Fixed mortgage rates drive market pickup

Latest report from Westpac says LVR restrictions could be loosened further

Fixed mortgage rates drive market pickup
New Zealand can expect the current market upturn – that is the rise in the number of house sales in seasonally adjusted terms at 3.4% up in October and 4.1% up in November – to persist for a few more months, according to the latest Westpac’s Home Truths report.

Westpac chief economist Dominick Stephens said one driver of the pickup has been fixed mortgage rates, which have been trickling lower in recent weeks and could fall a little further in the short term.

“We may also experience a bit of a rush to beat looming regulatory changes such as the ban of foreign buyers and the extension to five years of the ‘bright line test’ for taxing capital gains on investors who resell a property,” Stephens said.

According to the report, the RBNZ’s recent decision to loosen its loan-to-value ratios (LVRs) mortgage lending restrictions will also have a modest short-term impact. Property investors will be able to leverage up a little more, and a few more owner occupiers will be able to borrow more than 80% of a house’s value.

Stephens went on to say that Westpac remains firm on the view “that the good times will not last long.”
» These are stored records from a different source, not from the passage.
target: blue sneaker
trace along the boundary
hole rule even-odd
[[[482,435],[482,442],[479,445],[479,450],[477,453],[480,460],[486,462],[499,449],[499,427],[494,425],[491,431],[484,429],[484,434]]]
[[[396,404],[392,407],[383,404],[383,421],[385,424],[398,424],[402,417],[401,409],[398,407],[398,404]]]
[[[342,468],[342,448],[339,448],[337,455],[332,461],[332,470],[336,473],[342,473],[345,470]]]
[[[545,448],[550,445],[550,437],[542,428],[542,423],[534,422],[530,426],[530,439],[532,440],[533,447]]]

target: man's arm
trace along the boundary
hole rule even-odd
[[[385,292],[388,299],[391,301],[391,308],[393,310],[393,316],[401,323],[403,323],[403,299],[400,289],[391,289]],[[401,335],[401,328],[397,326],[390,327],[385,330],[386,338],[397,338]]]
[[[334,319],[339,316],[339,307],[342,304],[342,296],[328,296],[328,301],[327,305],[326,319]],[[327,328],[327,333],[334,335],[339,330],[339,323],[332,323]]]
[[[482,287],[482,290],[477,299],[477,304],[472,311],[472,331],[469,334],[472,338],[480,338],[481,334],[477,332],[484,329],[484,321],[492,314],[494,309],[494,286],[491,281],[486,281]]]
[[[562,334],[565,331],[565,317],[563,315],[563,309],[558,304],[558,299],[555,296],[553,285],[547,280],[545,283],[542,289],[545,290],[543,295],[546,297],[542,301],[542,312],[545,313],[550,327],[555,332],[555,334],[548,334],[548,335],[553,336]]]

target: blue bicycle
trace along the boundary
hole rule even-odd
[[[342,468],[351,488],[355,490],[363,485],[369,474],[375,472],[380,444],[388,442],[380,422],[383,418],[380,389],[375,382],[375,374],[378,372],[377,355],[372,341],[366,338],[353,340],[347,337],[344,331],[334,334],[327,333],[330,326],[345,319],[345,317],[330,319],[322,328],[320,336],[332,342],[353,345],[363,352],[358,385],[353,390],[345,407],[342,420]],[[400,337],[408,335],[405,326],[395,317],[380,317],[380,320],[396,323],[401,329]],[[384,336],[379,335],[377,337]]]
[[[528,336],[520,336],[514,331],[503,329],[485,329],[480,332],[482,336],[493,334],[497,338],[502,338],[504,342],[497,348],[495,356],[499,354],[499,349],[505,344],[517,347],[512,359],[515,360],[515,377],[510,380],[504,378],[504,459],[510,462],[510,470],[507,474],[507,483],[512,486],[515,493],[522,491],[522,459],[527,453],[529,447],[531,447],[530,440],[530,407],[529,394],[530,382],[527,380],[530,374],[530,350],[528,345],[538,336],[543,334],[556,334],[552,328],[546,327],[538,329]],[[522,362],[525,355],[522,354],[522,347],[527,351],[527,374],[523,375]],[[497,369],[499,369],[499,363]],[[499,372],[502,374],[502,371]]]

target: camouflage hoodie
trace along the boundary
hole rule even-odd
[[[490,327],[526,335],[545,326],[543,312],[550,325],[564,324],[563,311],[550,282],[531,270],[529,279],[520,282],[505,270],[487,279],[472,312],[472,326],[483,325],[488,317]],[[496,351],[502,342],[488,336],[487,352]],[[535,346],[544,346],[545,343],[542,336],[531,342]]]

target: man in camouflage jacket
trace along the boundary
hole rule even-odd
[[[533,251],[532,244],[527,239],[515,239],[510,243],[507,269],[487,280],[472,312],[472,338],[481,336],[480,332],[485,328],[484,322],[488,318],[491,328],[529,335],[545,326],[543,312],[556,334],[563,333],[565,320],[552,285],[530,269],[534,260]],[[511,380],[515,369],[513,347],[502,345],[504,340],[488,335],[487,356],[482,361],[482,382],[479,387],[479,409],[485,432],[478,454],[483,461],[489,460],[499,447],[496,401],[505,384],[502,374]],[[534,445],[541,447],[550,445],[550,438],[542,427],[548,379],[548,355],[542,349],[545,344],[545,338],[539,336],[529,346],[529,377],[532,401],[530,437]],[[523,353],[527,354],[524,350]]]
“Almost every factor we can think of is lined up against the housing market,” he said. “Net migration is dropping away sharply; fixed mortgage rates are likely to rise next year; foreign buyers will be banned; property investors’ tax treatment will deteriorate; and sentiment will take a knock because people know that further deleterious tax change is likely, including the possibility of a capital gains tax which would reduce house prices significantly.”

The only positive driver seen is the RBNZ’s LVR restrictions, which could be loosened further, Stephens said.